• Marcos Alcaraz

Tenemos que hablar del concierto benéfico de Prince



Existen posibilidades de que estas líneas se estén escribiendo bajo horas límite: desde el pasado 14 de mayo se encuentra disponible en Youtube un concierto de Prince and The Revolution íntegro, grabado en Syracuse, New York el 30 de marzo de 1985, remasterizado por el ingeniero de sonido habitual de Prince, Bernie Grundman, y disponible también para plataformas como Spotify o Apple Music. En principio el concierto fue subido a la red para tres días por motivos benéficos, ya que lo que recaude irá a parar a la Organización Mundial de la Salud, pero bien porque está logrando su cometido o bien porque han querido alargar este regalo todavía está operativo en Youtube.


Bueno, hasta este punto todo parece correcto. El caso, y por lo que hemos de hablar seriamente de semejante concierto, es que no es correcto, sino antológico. Porque no han escogido un show al uso: tenemos disponibles casi dos horas completas de Prince en la mejor época de su carrera. Rodeado de la banda con la que llegó al estrellato, The Revolution, con un elenco que tira de espaldas -Wendy Melvoin, Lisa Coleman, Dr. Fink, BrownMark, Eric Leeds y Bobby Z, casi nada- y en la gira de presentación de su álbum más conocido y también posiblemente el mejor de una imponente discografía, Purple Rain, lo que convierte al setlist del concierto en un sueño hecho realidad al interpretar íntegramente dicho disco más grandes éxitos anteriores, especialmente de 1999, trabajo justamente anterior.

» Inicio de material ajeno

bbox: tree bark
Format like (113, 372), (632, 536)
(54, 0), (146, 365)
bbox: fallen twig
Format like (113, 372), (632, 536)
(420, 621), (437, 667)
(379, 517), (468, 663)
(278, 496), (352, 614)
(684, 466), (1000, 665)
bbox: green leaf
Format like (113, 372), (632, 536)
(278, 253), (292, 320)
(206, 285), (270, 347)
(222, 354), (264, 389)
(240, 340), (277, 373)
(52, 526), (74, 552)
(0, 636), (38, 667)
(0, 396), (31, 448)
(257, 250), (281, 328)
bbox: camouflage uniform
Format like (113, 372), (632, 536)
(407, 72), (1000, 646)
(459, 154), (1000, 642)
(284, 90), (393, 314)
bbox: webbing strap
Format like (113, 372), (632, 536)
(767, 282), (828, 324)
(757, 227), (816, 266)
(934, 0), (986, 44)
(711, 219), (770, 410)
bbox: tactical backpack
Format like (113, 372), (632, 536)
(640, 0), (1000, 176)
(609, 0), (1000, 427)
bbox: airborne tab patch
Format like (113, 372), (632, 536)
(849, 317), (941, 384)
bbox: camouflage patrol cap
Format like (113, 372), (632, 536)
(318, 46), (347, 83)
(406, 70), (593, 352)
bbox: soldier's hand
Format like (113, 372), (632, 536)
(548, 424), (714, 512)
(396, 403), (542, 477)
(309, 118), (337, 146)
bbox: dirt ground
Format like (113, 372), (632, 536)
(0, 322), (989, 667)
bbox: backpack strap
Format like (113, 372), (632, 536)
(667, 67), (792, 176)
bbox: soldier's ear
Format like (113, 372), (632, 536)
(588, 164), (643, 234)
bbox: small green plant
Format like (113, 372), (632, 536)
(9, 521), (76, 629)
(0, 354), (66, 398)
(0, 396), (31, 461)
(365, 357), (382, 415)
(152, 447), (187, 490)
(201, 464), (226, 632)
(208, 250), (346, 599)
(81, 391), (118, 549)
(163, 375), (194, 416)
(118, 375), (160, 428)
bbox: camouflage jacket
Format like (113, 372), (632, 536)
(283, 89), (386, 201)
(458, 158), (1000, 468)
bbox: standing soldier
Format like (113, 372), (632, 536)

En la definición de “animalada”, en cuanto a su uso coloquial utilizado para exagerar la cantidad total de una cosa, podríamos poner a este directo como un ejemplo gráfico. Las dos horas de duración están plagadas de grandes momentos, de los cuales es imposible quedarse con solo una: la re-interpretación de Let’s Pretend To Be Married al piano a lo Little Richard; el duelo de guitarras -con simulación de sexo oral incluida- de Computer Blue o los 16 minutos finales de Purple Rain como colofón a semejante fiesta, un cierre acorde a la exhibicición dada. No es ninguna sorpresa ni secreto la capacidad de Prince Rogers Nelson encima de un escenario y sus habilidades como artista, músico, cantante, guitarrista y frontman en general: no en vano estamos hablando de una figura que podría ostentar el galardón de mejor artista escénico del siglo XX sin que nadie pudiese poner objeción. Pues semejante deleite está a nuestro alcance, en todo su esplendor y a disposición de cualquiera.


Es posible que mañana desaparezca semejante documento. Es probable incluso que por la diferencia de horarios con Estados Unidos pueda hacerlo en algún momento del día de hoy. Al no saber cuál será la fecha límite, cualquier punto puede ser una lucha contrarreloj para visionar un artefacto de tal calibre. Ruego a los lectores de este artículos interesados en el bueno de Prince que no pierdan la oportunidad de disfrutar de la infinita calidad musical de uno de los más grandes justamente en la cima de su carrera, cuando no tocaba el cielo, sino que era parte de él.